Delivered in moderation, these attacks can be effective. Ellison has a bully pulpit, and it's tough for competitors to respond after the fact. It's the sort of attack that led IBM software chief Steve Mills to say of Oracle, "Their perspective is that lies that go unchallenged become the truth. If you scream loud enough, it's hard for anybody to get a word in edgewise."
Is multitenancy really the best choice of 15 years ago, as Ellison disparagingly described it? Doesn't matter. He succeeded in planting seeds of doubt about a competitor even as other Oracle executives were explaining that Fusion Applications were designed from the start to deploy in a multitenant fashion.

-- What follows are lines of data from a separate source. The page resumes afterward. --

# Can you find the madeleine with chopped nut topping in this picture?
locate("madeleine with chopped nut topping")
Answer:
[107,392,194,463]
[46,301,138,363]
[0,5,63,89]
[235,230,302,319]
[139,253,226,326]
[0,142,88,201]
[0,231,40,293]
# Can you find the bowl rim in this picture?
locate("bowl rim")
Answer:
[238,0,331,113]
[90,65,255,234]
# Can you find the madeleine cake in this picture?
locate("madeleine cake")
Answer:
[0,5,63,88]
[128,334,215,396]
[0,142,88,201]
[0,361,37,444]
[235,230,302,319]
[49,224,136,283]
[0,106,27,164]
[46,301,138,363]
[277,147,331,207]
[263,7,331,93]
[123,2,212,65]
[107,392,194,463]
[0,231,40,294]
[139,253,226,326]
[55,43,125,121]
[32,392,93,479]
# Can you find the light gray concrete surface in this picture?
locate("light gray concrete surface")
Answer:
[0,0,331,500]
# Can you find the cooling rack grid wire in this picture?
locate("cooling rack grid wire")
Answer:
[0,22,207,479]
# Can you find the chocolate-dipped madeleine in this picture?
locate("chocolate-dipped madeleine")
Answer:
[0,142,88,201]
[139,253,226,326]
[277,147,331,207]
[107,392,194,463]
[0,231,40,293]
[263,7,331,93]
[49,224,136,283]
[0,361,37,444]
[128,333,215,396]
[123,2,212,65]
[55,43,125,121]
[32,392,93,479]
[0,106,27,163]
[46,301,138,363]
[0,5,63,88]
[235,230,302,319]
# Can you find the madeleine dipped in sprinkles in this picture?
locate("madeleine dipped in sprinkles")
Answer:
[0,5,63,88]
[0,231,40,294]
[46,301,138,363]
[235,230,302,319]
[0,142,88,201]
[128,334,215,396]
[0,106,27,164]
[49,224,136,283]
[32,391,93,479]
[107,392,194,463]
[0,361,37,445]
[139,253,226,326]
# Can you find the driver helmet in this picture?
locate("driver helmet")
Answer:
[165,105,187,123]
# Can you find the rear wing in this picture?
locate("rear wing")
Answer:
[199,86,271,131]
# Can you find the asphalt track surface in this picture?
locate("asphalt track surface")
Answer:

I wanted to hear a lot more about the new Oracle Social Network, but Ellison instead launched into a long CRM scenario demo. The demo got into concepts that are well understood, like talent profiles, finding experts with the aid of presence awareness, and securely sharing documents. I wanted to know more about the details of Oracle's social network, including cost, how people outside the enterprise gain access, and how threads are navigated and filtered.
News of Jobs' death led to the cancellation of the follow-up question-and-answer session on Ellison's second keynote. At that point the questions and answers would have all seemed trivial. The news made me think about leadership and communications style and the high points and low points of my four days at Oracle OpenWorld.